Business

Newhouse empire shrinking

The Newhouse family is moving to chop the frequency of its Syracuse Post-Standard daily to three days a week, and insiders say it is now inevitable that the same move will eventually befall its other Northeast newspapers, including the Star-Ledger in Newark.

Asked point-blank if a similar move is afoot at the Star-Ledger as well as at the Trenton Times, the Jersey Journal and the Staten Island Advance, Steven Newhouse, the exec who is overseeing the newspaper conversions, would only say, “We have no plans at the moment.”

But tensions are running high at the Star-Ledger that such a move is already being quietly orchestrated and that resources are already being funneled to NJ.com.

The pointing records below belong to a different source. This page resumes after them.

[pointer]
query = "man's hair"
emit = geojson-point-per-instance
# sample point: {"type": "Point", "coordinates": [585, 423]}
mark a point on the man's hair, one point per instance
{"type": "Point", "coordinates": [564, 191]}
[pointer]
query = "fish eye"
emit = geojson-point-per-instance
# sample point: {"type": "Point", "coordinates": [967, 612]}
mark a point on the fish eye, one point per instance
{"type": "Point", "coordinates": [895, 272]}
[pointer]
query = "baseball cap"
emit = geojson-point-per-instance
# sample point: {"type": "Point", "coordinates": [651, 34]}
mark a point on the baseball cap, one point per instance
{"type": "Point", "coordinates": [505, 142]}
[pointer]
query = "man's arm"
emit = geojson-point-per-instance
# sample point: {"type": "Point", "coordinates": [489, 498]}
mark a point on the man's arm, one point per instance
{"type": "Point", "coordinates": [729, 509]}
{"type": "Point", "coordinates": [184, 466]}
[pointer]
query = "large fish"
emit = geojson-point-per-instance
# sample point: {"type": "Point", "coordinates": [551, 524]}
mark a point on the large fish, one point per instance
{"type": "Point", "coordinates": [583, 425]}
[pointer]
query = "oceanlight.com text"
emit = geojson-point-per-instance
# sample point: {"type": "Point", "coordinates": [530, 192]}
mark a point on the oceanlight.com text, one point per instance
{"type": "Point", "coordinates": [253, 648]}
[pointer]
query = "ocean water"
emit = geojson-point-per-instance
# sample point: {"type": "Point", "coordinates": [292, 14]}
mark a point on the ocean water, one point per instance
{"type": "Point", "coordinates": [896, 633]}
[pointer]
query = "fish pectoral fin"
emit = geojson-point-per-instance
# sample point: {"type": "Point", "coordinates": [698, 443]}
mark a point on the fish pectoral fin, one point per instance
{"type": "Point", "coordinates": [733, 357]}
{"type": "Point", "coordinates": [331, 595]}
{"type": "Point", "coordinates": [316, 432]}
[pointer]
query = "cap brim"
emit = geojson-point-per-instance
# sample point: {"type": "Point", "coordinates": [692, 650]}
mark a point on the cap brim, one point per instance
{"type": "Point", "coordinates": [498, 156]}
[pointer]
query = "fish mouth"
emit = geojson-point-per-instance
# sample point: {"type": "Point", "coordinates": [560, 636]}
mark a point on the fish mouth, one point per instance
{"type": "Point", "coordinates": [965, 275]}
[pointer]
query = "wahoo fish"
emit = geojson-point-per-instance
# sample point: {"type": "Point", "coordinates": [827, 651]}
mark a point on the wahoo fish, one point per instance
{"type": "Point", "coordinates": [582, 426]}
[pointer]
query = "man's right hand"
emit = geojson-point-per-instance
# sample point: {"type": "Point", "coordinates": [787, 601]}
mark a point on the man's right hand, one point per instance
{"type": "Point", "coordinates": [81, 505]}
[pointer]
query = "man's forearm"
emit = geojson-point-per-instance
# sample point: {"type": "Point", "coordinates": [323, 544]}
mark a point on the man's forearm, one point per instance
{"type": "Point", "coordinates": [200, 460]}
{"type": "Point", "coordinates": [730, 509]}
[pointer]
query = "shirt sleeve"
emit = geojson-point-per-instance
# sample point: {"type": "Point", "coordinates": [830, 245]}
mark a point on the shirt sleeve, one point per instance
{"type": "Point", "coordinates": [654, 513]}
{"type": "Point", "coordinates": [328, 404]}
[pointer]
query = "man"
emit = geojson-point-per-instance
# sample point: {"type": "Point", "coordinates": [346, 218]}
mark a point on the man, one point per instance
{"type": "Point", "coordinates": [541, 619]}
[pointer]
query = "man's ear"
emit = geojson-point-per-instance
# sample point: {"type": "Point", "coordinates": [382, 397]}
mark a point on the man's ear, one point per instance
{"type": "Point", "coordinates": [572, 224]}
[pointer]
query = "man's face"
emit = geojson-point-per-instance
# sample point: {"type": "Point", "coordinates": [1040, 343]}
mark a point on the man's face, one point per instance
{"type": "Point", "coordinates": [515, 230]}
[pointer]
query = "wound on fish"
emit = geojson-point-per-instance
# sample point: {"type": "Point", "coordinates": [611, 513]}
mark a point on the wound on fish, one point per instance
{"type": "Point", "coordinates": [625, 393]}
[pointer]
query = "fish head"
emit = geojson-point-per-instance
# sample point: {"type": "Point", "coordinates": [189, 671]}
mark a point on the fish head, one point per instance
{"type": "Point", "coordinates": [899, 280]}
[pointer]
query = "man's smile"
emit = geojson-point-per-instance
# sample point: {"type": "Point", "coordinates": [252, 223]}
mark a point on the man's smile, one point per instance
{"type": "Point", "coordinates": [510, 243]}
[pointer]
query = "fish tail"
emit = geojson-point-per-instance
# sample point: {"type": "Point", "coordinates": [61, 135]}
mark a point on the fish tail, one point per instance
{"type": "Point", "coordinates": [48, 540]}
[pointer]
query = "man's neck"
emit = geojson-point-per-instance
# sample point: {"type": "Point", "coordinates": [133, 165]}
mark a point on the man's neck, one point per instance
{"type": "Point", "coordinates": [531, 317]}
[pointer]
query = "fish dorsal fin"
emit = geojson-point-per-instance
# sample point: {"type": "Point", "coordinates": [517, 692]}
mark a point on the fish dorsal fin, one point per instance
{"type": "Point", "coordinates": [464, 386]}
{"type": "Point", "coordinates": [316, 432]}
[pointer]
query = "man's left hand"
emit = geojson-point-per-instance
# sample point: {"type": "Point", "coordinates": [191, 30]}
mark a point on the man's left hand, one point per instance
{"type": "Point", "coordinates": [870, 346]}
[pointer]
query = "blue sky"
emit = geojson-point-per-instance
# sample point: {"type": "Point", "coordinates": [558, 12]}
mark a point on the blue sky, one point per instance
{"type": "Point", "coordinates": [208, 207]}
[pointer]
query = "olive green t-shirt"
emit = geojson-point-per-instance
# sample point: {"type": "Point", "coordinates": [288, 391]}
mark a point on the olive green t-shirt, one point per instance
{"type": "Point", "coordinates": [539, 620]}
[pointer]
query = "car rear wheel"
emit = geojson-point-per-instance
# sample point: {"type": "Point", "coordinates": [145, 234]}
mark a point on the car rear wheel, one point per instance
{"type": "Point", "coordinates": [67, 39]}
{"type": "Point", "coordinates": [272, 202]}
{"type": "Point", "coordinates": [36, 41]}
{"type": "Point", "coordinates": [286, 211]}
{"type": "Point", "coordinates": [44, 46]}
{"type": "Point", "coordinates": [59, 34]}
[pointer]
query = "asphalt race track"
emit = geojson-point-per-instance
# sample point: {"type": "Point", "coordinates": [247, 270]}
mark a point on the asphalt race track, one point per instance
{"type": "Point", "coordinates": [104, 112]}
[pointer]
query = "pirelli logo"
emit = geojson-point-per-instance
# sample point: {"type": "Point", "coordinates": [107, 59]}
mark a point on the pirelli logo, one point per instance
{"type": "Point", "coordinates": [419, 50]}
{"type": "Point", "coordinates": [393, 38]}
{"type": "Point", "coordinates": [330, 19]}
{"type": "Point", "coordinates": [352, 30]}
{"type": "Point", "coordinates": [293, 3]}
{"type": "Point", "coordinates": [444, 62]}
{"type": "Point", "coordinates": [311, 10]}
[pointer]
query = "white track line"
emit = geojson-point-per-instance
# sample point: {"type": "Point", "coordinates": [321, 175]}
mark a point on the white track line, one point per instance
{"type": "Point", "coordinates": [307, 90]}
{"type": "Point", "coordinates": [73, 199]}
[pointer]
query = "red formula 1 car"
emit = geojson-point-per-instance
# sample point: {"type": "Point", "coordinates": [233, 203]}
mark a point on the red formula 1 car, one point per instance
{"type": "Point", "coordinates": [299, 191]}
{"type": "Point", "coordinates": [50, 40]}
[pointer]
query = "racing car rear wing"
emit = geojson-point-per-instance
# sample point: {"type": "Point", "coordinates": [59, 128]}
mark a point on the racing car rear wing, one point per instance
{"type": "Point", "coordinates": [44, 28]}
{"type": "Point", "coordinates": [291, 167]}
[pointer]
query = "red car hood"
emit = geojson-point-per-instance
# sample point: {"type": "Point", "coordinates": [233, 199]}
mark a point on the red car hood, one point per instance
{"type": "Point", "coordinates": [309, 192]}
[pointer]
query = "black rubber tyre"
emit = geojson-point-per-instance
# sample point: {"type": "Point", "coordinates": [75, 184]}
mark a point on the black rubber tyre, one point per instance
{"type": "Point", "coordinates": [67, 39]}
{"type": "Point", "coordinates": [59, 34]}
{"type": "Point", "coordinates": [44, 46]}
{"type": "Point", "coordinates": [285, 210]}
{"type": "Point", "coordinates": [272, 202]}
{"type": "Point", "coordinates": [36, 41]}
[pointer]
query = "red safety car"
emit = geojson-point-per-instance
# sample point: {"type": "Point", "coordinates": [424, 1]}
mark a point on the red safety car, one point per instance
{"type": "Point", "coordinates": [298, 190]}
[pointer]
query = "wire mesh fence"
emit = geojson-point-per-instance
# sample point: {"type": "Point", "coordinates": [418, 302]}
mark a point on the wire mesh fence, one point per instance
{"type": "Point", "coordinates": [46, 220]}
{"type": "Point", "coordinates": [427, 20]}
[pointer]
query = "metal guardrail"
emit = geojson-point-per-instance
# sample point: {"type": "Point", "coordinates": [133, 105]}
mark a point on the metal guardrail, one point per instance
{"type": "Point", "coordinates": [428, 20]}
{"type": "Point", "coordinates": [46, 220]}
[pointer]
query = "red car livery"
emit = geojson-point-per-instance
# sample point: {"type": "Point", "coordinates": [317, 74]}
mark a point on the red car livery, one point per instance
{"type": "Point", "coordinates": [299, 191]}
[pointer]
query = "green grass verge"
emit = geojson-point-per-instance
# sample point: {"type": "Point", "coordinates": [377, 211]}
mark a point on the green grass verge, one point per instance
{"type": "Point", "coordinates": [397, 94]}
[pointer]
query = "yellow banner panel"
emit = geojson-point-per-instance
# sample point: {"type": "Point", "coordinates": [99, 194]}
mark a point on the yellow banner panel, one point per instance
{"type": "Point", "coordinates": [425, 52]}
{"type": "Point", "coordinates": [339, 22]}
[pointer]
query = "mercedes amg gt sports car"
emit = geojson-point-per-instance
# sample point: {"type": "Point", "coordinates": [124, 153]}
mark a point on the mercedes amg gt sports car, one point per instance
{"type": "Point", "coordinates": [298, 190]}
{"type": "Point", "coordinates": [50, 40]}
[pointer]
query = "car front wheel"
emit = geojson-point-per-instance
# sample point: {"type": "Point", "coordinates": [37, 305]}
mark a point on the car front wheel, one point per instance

Union contracts with pressmen and truckers unions are roadblocks to immediate change. An insider said that the company will eventually renegotiate them and convert the Star-Ledger and other papers to three times a week.

In May, the family said it was converting New Orleans’ Times-Picayune from a daily to a thrice-weekly schedule come this fall as it reorganizes its digital and print into a new company, NOLA Media.

In Syracuse, a similar move is being implemented as a new company, Syracuse Media Group, will now oversee the print version that will appear Tuesday, Thursday and Sunday beginning Jan. 1 as well as the Syracuse.com site.

The Newhouse family does not appear interested in selling its battered papers. When Tom Benson — owner of the NFL’s New Orleans Saints and NBA Hornets — and others pressed the family to sell the New Orleans paper, Newhouse insisted, “The Times-Picayune is not for sale.”

The paper is still profitable, but advertising revenue has been eroding.

In Syracuse, Editor and Publisher Stephen A. Rogers told staffers, “The economic model that has supported the Post-Standard and newspapers around the country is no longer sustainable.”

The job cuts surrounding the moves are among the steepest in the history of newspapers. New Orleans will see about 20 percent of its staff chopped, and other Newhouse newspapers in the South where daily publication is being scrapped have faced the same level of cutbacks.

So long, Singer

Sally Singer is out as editor-in-chief of the New York Times fashion supplement, T, after less than two years on the job.

The news, first reported by Women’s Wear Daily’s website. was confirmed in a memo from Times Executive Editor Jill Abramson.

Singer left a top job as news and features editor under Anna Wintour at Vogue to take the job. She had been pushing to broaden the Times insert beyond pure fashion, even putting Mick Jagger on the cover.

But she found that fashion photographers and stylists still preferred the glossy fashion magazines over the slick newsprint of T. Abramson was also said to be disappointed with some coverage.

In her memo, Abramson said, “Sally’s contributions are clear to anyone who’s read the magazine during her tenure. Gorgeous visuals, interesting stories and enterprising features — both in print and online — have been hallmarks of her stewardship.”

The search is on for a replacement. Singer could not be reached for comment.

A reporter in the Washington bureau of the New York Times leaked a column by Maureen Dowd to the CIA in advance of its publication in the paper.

Dowd, writing about the movie on the killing of Osama bin Laden, “Zero Dark Thirty,” criticized the White House for “outsourcing the job of manning up the president to Hollywood.”

Judicial Watch, a conservative watchdog group, obtained the back-and-forth between the CIA and Times reporter Mark Mazzetti under a Freedom of Information Act request.

In the e-mail accompanying the article, Mazzetti wrote, “This didn’t come from me . . . and please delete after you read. See, nothing to worry about,” according to Politico.

While sending out advance copies of stories is considered verboten, Mazzetti, whose voicemail said he is out on “book leave,” doesn’t seem to be in too much trouble.

Managing Editor Dean Baquet said, “I know the circumstances, and if you knew everything that’s going on, you’d know it is much ado about nothing.” Dowd did not return a call.

Mazzetti via e-mail referred calls to a Times spokeswoman, who said, “Maureen Dowd asked Mark Mazzetti to help check a fact for her column. In the course of doing so, he sent the entire column to a CIA spokesperson shortly before deadline. He did this without the knowledge of Ms. Dowd. The action was a mistake that is not consistent with New York Times standards.”